Alpha Profiling in Focus12.02.2013
Buy-side traders have reams of data and information at their fingertips, of varying utility toward helping buy and sell stocks more efficiently. One largely untapped but potentially actionable trove of information exists in human form, i.e. in the profile of the portfolio manager who hands the order to the trader.
Tapping into the past decisions of the PM and quantitatively applying the findings, a process known as alpha profiling, is part of a next frontier of ‘smarter’ trading that embeds business intelligence into trading, according to some practitioners.
“Typically, traders understand generally what the PM’s characteristics are in terms of are they more likely to be a momentum or a value manager, but they don’t really have the ability to discern that on an order-by-order basis,” said Dr. Henri Waelbroeck, global head of research at Portware. “The main idea of alpha profiling is to create a model that assigns an execution strategy to a trade at the time of trade creation and then very importantly, as the trade executes, monitors whether that strategy assignation was correct or not.”
The relationship between the portfolio manager and the trader at an investment firm is a vital one. PMs need traders to execute buy and sell orders as efficiently as possible so as to not lose precious basis points of investment return; to accomplish that, traders need the fullest possible understanding of what’s behind the trade, and how that translates into urgency, or lack thereof.
Alpha profiling is breaking new ground on the trading desk, but the broader notion isn’t new. “Models have existed for years for knowledge management, and for neural networks to try to create expert systems and try to predict how individuals were thinking and how the expert might act in a particular situation,” said Dr. Andrew Urbaczewski, chair and associate professor of business information and analytics at the University of Denver’s Daniels College of Business.
“We see this with healthcare quite a bit, trying to mimic what a doctor might do, trying to take various sources, journals and medical information to assist a physician in making a diagnosis,” Urbaczewski said. “Anything we can have to integrate more sources of data is going to allow a decision maker to make a more informed decision. Where it starts to get goofy is when we start to turn it all over to the computers.”
Specifically for a trader, a core challenge is knowing when a buy or sell order will be one of many in the market seeking the same ‘other side’, and when an order will go against the grain. With portfolio managers outnumbering traders by perhaps fivefold or tenfold at a typical large buy-side shops, it stands to reason that traders can use assistance in knowing their PMs, and in turn, their orders.

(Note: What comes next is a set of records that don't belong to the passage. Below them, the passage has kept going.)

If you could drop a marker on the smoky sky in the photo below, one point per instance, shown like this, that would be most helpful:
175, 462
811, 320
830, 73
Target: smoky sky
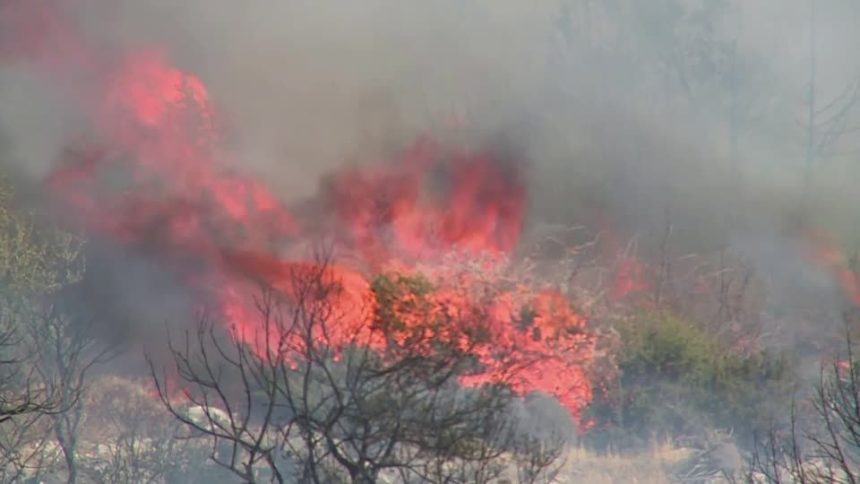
643, 113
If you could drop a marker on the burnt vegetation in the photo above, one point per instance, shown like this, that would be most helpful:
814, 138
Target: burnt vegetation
457, 324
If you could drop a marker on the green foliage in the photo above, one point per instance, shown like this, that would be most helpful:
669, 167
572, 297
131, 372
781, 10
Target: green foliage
677, 380
34, 261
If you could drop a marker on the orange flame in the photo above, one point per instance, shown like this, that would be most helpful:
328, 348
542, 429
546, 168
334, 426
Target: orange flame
435, 211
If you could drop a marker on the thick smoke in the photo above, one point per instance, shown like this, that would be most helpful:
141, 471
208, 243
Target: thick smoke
631, 111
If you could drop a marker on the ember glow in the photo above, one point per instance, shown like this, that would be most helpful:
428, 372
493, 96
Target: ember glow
155, 178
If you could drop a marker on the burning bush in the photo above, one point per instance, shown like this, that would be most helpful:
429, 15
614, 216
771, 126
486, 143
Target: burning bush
677, 380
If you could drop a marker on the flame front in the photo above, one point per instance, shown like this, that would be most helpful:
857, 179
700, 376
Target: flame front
451, 216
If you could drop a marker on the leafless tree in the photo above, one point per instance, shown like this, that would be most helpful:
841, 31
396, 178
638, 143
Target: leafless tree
298, 404
66, 351
823, 446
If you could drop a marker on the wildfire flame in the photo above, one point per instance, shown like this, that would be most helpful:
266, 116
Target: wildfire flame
160, 183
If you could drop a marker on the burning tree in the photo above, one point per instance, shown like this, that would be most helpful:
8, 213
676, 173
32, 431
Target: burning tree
305, 401
360, 364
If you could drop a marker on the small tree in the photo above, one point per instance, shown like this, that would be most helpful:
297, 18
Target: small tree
293, 402
34, 264
822, 441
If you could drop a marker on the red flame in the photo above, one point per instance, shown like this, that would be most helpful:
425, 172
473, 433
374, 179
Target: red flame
163, 186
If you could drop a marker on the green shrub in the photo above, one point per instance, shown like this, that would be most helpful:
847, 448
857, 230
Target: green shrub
675, 380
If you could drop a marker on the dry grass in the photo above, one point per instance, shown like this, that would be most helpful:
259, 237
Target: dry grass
650, 467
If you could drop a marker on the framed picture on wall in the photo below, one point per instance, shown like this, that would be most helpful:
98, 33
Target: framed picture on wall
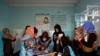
43, 22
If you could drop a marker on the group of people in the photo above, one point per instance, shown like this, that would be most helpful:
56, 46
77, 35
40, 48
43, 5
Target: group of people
85, 42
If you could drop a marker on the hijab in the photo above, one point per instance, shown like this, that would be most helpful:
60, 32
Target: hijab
30, 31
88, 26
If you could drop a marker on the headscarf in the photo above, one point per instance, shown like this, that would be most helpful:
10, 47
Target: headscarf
88, 26
80, 29
30, 31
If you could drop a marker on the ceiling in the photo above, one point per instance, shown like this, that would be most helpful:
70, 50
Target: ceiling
42, 3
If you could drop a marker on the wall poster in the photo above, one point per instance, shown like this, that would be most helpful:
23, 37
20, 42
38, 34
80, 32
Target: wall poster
43, 22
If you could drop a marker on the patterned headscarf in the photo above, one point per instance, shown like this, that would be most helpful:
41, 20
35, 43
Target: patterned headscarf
30, 31
89, 26
80, 29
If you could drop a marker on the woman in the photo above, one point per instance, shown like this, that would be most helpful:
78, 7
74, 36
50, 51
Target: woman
8, 41
77, 40
44, 41
90, 41
27, 44
57, 35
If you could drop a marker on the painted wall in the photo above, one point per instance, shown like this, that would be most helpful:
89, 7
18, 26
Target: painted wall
81, 6
4, 21
20, 17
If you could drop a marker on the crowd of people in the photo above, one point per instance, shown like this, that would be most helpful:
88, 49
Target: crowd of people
85, 42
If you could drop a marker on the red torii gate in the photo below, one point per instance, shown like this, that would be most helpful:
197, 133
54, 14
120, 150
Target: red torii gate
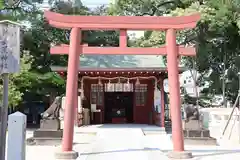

“Alpha profiling essentially is trying to understand when portfolio managers create orders, are their orders likely to be coherent with the views of the rest of the portfolio-manager community, and compete with their peers trying to execute that trade?,” Waelbroeck told Markets Media. “Or are they are more likely acting as a contrarian, in which case they should be able to trade at better than a rival’s price, potentially, and act as a liquidity provider?”
Alpha profiling is “not so much a pre-trade method, it’s more an at-trade method where you’re monitoring the execution strategy and potentially changing your mind as you go along, as any trader would,” Waelbroeck continued. “The difference is that once it is defined in a formal context it becomes a quantitatively optimizable system, one that really belongs to the asset management firm, as opposed to being encapsulated in the head of the trader.”
Buy-side traders are more likely to draw fire by moving slowly on a trade order and having the price move in the wrong direction, rather than quickly filling an order which then goes bad. Thus traders tend to err on the side of front-loading trade executions, a systematic and unwarranted risk aversion that can be addressed by alpha profiling.
“If you can quantitatively identify situations where it makes sense to trade more slowly and the portfolio manager can be brought on board with adopting this strategy, then over time you can save giant amounts of money,” Waelbroeck said. “The savings are going to come on average, over a great number of cases.”